ANTONIO GUETERRES…ET APRÈS ?

          Tous les espoirs de paix (SIRIRI) et de réconciliation nationale étaient permis avec le voyage du Secrétaire Général des Nations-Unies. Il est, cependant, regrettable que le peuple ait été tenu à l’écart. En fait, on n’a assisté à aucune vraie rencontre entre Antonio Guterres et les populations – hormis un malingre bain de foule à Bangassou.

          L’absence de communication du gouvernement à propos de ce voyage est affligeante. Il faudra absolument que les citoyens soient informés des résultats que le pays peut attendre du voyage d’Antonio Guterres.

          A-t-il rencontré les rebelles séditieux ? Si oui, les a-t-il convaincus d’abandonner leurs outils de morts et de s’assoir à la table des négociations ? Leur a-t-il rappelé leurs responsabilités dans le chaos et les crimes contre l’humanité perpétrés en Centrafrique ? Leur a-t-il confirmé qu’il n’y aura pas d’amnistie ou d’impunité zéro pour les chefs rebelles convaincus d’assassinats ? A-t-il donné des instructions claires à la MINUSCA pour qu’elle utilise au mieux son arsenal de combat contre les rebelles ? A-t-il établi une feuille de route pour parvenir à la paix et à la réconciliation nationale ?

          Après ce voyage, qui a suscité tant d’espoir, une sortie des ténèbres et la fin des souffrances des Centrafricains sont-elles possibles ? On l’espère, et avec force. Mais, compte tenu du fait que le voyage du Pape en personne n’a pas entraîné, en son temps, une diminution des hostilités, il est permis d’en douter.

          Il faut remarquer, toutefois, que les choses bougent : le gouvernement s’est, enfin, rendu sur le terrain, auprès des populations en souffrance. Après la visite de Marie-Noëlle Koyara, la ministre de la Défense, à Gamboula près de Berberati, c’est au tour du président de la République, Faustin-Archange Touadera, de se rendre à Birao, à plus de 1.500 kms de Bangui. En effet, c’est dans cette région délaissée qu’avait surgi la Séléka, avec son chef, Michel Djotodia.

          En temps de guerre, un gouvernement doit être présent sur tout le territoire pour assurer la continuité de celui-ci et la présence physique de l’Administration. Nous l’avons souvent suggéré ici : se calfeutrer à Bangui, c’est, en quelque sorte, acter que le pouvoir central n’a pas autorité sur tout  le pays.
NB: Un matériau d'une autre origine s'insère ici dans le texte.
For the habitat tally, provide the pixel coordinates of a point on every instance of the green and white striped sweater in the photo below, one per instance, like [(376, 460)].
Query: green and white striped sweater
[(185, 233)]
C’est conforter les séparatistes dans leur folle et sinistre ambition de créer des califats.

          Pessimiste, le tableau ? Certes, mais, quoi qu’il en soit, rien ne pourra, à terme, entraver le surgissement de la paix et de la réconciliation nationale en République Centrafricaine.

                                                                                                                                                               JOSEPH AKOUISSONNE

 (4 novembre 2017)

 

Monsieur Joseph Akouissonne, l’auteur de l’article.